Neil Harris wrote:
On reflection, inventing new protocols for taking a real-time feed is probably uncessary for what will be a batch operation.
How about simply making plain-ASCII logfiles available, where each line consists of
<timestamp> <url>\n
which is grown in real-time by appending to it?
People wanting to freshen their caches can then download, trim off all entries previous to the last time they fetched, uniq the file to get only a single copy of each url, and then run a script to wget all the uls from inside their cache during off-peak hours, thus freshening it.
Very little software, a twenty-line perl script, no new protocols, and (I hope) achieves the same effect.
The pre-fetch component is a batch operation, but the cache clear isn't. When a user edits a page, we expect everyone in the world to be able to retrieve it within a second or two. That's why we already have apaches in two countries pumping out UDP packets which are routed by various means to all our squid servers. When someone makes an edit, the worldwide cache of that page is instantly purged, and the main point of my proposal is an automated method for ISP proxies to be part of that.
We could convert the CLR stream to ASCII text, but the software to do that could equally run on every individual squid, since they all have access to that stream. Either way, we need to put a flag in the CLR packets indicating whether the item should be pre-fetched or not.
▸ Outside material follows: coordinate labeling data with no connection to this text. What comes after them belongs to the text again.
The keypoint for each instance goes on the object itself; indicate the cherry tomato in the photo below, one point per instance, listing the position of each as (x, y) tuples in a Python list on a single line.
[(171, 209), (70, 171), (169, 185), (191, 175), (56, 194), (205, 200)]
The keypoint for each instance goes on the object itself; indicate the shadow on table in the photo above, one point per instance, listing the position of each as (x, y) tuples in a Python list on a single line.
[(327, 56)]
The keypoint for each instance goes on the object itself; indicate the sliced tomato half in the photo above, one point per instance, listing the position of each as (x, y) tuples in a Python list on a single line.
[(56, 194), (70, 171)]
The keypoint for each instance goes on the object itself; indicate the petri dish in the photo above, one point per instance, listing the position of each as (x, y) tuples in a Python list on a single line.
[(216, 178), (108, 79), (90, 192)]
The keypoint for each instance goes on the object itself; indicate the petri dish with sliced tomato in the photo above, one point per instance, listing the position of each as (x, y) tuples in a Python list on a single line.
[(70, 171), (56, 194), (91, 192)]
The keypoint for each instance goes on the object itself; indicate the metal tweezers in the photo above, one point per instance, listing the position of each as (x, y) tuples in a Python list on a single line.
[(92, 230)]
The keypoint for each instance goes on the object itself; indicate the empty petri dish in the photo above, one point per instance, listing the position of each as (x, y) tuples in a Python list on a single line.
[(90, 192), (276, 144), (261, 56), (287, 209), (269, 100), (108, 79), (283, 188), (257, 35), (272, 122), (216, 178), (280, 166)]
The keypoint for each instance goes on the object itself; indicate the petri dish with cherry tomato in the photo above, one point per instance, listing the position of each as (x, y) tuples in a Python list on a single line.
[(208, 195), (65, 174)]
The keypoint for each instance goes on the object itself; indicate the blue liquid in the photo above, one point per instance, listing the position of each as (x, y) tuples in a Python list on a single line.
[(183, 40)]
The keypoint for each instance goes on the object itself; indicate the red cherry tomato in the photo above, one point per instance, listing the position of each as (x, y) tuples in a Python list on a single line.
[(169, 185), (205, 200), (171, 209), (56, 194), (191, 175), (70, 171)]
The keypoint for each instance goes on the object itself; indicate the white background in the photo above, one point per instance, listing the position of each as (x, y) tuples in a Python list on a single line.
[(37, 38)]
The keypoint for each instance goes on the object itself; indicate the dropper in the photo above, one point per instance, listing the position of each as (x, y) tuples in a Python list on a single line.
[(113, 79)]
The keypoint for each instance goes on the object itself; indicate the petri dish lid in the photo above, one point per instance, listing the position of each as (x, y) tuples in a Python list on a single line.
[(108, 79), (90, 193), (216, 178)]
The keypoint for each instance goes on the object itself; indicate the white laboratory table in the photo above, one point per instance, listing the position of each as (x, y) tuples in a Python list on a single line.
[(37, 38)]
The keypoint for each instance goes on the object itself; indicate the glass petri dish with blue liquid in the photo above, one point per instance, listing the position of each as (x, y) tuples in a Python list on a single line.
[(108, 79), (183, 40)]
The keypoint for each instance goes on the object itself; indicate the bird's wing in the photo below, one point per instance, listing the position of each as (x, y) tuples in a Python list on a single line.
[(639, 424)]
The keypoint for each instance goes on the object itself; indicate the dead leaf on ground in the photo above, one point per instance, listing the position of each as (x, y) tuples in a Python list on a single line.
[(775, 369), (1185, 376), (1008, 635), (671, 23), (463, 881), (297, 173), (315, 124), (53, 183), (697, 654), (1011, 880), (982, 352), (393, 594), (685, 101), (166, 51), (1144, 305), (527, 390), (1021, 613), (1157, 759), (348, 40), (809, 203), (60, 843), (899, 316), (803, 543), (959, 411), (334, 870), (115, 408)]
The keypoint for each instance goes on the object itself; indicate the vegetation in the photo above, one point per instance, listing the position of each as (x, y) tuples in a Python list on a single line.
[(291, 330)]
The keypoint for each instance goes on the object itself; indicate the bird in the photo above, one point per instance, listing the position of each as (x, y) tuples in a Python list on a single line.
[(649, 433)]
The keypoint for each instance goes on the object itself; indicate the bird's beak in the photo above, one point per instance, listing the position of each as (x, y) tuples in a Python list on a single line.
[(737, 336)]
Polling the recentchanges table to construct these ASCII files isn't really an option, we tried that with the RC->IRC bots and it turned out to be too resource-intensive, which is why they also use a UDP stream these days. We could add a third UDP stream for this purpose, or create a daemon and have TCP notification, but it seems easier to me to just modify one of the existing ones slightly, by adding a flag. The REASON field has a 4-bit width, and only two codes are defined, so there's plenty of room for us to suggest our own codes. Otherwise we can just stake a claim in the RESERVED section.
-- Tim Starling